Politica 3 Maggio 2020

Perini (Lega): “I 400 milioni di Salvetti sono come i 400 miliardi di Conte?”

Livorno 3 maggio 2020 – Alessandro Perini, consigliere comunale Lega – Salvini: “Nella commissione del 28 aprile ci eravamo lasciati con una Giunta che ci raccontava di non avere soldi per approvare le misure economiche proposte dalla Lega per sostenere le attività chiuse.

Oggi invece, con un grande colpo di teatro, il nostro Sindaco annuncia il miracolo: 400 milioni di investimenti per ripartire.

Verità o fantasia politica?

In entrambi i casi viene naturale qualche riflessione.

Prima di tutto, se il Sindaco ha veramente 400 milioni da investire, perché ha deciso di non usarne una cospicua fin da subito per salvaguardare il tessuto economico della città?

In realtà sarebbe forse bastato avere investito circa 12-15 milioni di euro, che sono comunque meno del 4% di quanto annunciato oggi.

Dal punto di vista strategico, questo momento ha tanta importanza quanta ne ha la ripartenza.

Senza aiuti concreti in questa prima fase di crisi economica, molte attività non saranno in condizione di riaprire.

Nessun reddito di quarantena per chi è rimasto senza entrate.

Nessun aiuto al pagamento dei canoni di locazione dei fondi commerciali.

Nessun aiuto al pagamento delle utenze che si sono accumulate.

Eppure i rappresentanti delle varie categorie ci dicono ormai da settimane che intervenire solo sul fronte fiscale non è sufficiente.
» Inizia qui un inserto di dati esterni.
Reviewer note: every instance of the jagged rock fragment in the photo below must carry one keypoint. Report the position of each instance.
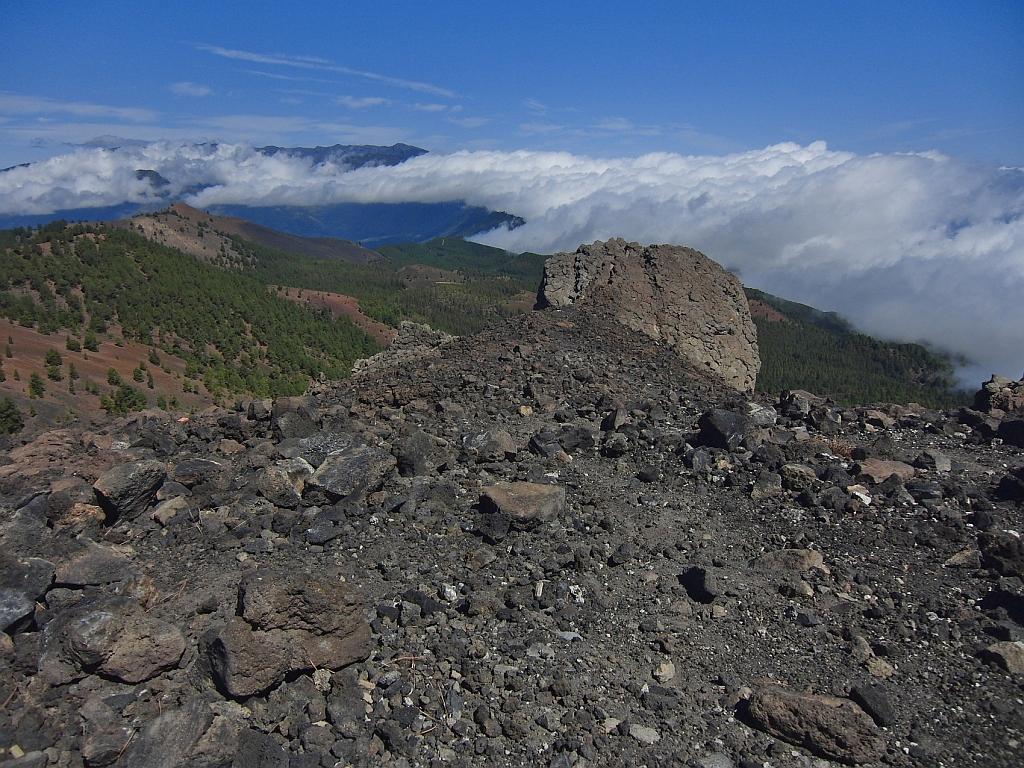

Perché il Sindaco ha deciso di lasciare i cittadini in balia degli avvenimenti e rimandare al futuro questi interventi miracolosi?

Se invece di tutto questo fosse vero quello che avevano raccontato finora, cioè che i soldi non ci sono?

 

Siamo davanti ad un film prodotto e sapientemente montato da una delle tante “cabine di regia” alle quali ci ha abituato il Sindaco Salvetti?

Speriamo che il nuovo film di Salvetti non sia il remake dei 400 miliardi del Governo Conte.

In questo caso mi sento di suggerire un titolo coerente col precedente già visto: “Quella poderosa potenza di fuocherello”.

Una cosa comunque è sicura: nelle due opposte versioni date da Salvetti c’è una contraddizione tanto profonda da metterne in dubbio la veredicità.

Chiederemo risposte chiare al Sindaco affinché i cittadini livornesi possano avere tutti gli strumenti per giudicarne il miracoloso operato.”